I’ve had this, people happy to pay $19/mth, but only if I spend 30 hours to build a new feature for them.
And even after you build that feature they still need to “think more” and disappear
A mistake I’ve made perhaps twice… I learnt the hard way to ignore comments like “if you add this thing then I’ll buy your software and so will five of my buddies”
People liek this are often all talk.
I usually tell people they should base their purchasing decision on what the software does now.
If I think something is a good idea or if lots of people ask for it, I might implement it. But not just to get 1 or 2 sales.
FYI I just released v1.1.0 and this includes a Javascript transform type. So you can now write your own custom transforms in Javascript.
Currently I am not exposing any application objects to the Javascript engine. But you can use standard Javascript functions for maths, date etc. Javascript is one of my least favourite languages, but this new feature does add a lot of flexibility. It is also surprisingly fast (simple Javscript transform to multiply 2 columns took 0.03 seconds on a 100k row dataset).
BTW I got quite a lot of resistance to a yearly sub. So I switched back to the trusted one-time fee (+paid major upgrades). I may try to reintroduce subscriptions further down the line.
It’s great to hear your experience @Andy
So I wonder whether there is any evidence that doing both is a bad practice? Starting the customer on a lower one time price and then encouraging a subscription for a subset of features; or somehow implementing something similar to the “free to play with in-app purchase” model which is popular in the games industry!?
Here is an idea, let customers buy the basic product at a one time fixed price or even free and give them a number of “credit points”. Then assign credit points to different “paid” functionalities and reduce customer’s credit points each time they use a paid function.

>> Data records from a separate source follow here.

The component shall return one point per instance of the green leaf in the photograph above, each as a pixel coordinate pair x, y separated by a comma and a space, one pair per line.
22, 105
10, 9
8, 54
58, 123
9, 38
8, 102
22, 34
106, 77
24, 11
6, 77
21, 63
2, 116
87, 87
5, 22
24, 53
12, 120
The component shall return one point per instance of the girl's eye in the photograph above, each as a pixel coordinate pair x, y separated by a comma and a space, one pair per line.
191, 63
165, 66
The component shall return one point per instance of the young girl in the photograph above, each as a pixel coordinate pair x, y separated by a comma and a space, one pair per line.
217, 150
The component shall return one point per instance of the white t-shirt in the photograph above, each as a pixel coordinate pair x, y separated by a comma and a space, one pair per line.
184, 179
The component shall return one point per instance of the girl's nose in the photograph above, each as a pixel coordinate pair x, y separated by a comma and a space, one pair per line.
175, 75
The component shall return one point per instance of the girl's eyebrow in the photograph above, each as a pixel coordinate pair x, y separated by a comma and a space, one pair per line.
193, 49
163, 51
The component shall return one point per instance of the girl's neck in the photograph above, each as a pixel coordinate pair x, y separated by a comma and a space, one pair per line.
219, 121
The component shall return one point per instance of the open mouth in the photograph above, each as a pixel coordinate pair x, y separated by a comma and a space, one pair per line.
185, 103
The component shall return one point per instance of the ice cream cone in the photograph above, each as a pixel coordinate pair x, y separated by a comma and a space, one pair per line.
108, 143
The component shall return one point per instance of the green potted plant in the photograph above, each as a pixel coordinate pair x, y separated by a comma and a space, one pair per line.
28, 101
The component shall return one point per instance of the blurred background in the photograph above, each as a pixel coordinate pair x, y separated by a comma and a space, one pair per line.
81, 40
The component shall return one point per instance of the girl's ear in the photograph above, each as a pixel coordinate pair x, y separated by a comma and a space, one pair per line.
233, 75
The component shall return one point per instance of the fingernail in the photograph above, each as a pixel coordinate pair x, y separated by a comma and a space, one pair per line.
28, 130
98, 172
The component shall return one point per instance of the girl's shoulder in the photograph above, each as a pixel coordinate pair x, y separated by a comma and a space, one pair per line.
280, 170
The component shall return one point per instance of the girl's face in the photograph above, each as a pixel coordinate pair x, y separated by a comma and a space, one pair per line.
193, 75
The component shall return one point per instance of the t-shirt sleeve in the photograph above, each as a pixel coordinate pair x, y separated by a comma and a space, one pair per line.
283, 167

Just like how mobile network operators work, after a while you can show the more frequent users that they are just better off with a subscription that ends up cheaper for them.
Sounds complicated. And hard to enforce with desktop software, where you might not always have an Internet connection. I am trying hard to keep everything simple, both for my sake and for the customers’ sake. Also in line with the ‘Easy’ positioning.